Who should be taking the honors versions of our mathematics courses?A lot of questions have come up among individuals about the role of the honors versions of our service courses, and who is really qualified to take them. We have updated our advice page:
Before the change, the advice page recommended the honors version of multivariable calculus, 110.211 Honors Multivariable Calculus, to anyone with a score of 5 on the Advanced Placement BC-level exam. While this score certainly opens up access to the course, really the focus and intent of the course is different from that of the regular version 110.202 Calculus III.
The honors version, like all of our honors versions, is really a course in "mathematics taught the way mathematicians would really like to teach mathematics" (my quote). It is a highly theoretic versions of the standard curriculum, focusing to a large extent, on the underlying theory of a topic and focusing less on the applications and techniques. It is a great course for budding mathematics majors and those who aspire to learn mathematics in a more formal way. In fact, it is a great course to use as a bridge to higher level mathematics, and we encourage our mathematics majors to take the honors versions of all of the courses where we offer such a version.
On the other hand, the honors versions of our courses are not really for someone who simply wants to have the title "honors" on their transcript. Nor are they for students who are not interested in gaining a deep understanding of why topics like calculus are so foundational to higher level understanding of all mathematical modeling.

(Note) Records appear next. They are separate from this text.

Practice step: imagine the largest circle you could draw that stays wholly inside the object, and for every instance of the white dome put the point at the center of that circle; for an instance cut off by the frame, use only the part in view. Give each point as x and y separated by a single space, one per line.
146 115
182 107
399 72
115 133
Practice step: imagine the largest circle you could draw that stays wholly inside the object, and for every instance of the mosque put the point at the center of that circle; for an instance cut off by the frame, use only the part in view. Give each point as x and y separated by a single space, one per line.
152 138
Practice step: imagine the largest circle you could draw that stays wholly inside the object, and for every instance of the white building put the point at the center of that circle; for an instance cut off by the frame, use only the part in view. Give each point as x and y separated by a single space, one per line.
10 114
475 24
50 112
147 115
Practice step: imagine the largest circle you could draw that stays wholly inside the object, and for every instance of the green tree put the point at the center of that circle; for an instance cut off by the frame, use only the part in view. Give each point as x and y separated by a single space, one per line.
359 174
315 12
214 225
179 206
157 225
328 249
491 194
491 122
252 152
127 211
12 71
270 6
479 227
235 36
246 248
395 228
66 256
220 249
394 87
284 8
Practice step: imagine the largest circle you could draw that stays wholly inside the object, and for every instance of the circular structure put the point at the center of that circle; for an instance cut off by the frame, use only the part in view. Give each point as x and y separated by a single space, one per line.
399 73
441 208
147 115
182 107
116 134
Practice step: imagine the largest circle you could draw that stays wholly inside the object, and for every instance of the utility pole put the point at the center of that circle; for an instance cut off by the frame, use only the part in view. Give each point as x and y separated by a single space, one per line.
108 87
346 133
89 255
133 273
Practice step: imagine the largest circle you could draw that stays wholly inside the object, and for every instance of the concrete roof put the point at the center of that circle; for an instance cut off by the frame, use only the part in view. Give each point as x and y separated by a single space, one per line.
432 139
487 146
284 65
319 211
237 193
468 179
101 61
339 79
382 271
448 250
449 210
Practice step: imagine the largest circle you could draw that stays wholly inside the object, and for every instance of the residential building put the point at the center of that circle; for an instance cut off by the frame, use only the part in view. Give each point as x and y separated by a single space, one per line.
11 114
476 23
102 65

We have found that many students were jumping directly into this course (and the other honors courses) and having to reassess their choice after a couple of weeks into the semester. Many of these students found themselves switching "down" to the regular version of the course. Not a good way to start one's career here at Hopkins, no?
With this new advice page, we hope to better inform students of our intent, as well our offerings in courses. We always welcome any and ALL commentary of our curriculum, and strongly encourage questions about our programs.
And for ALL of the incoming freshmen out there, welcome to Hopkins. My door is always open!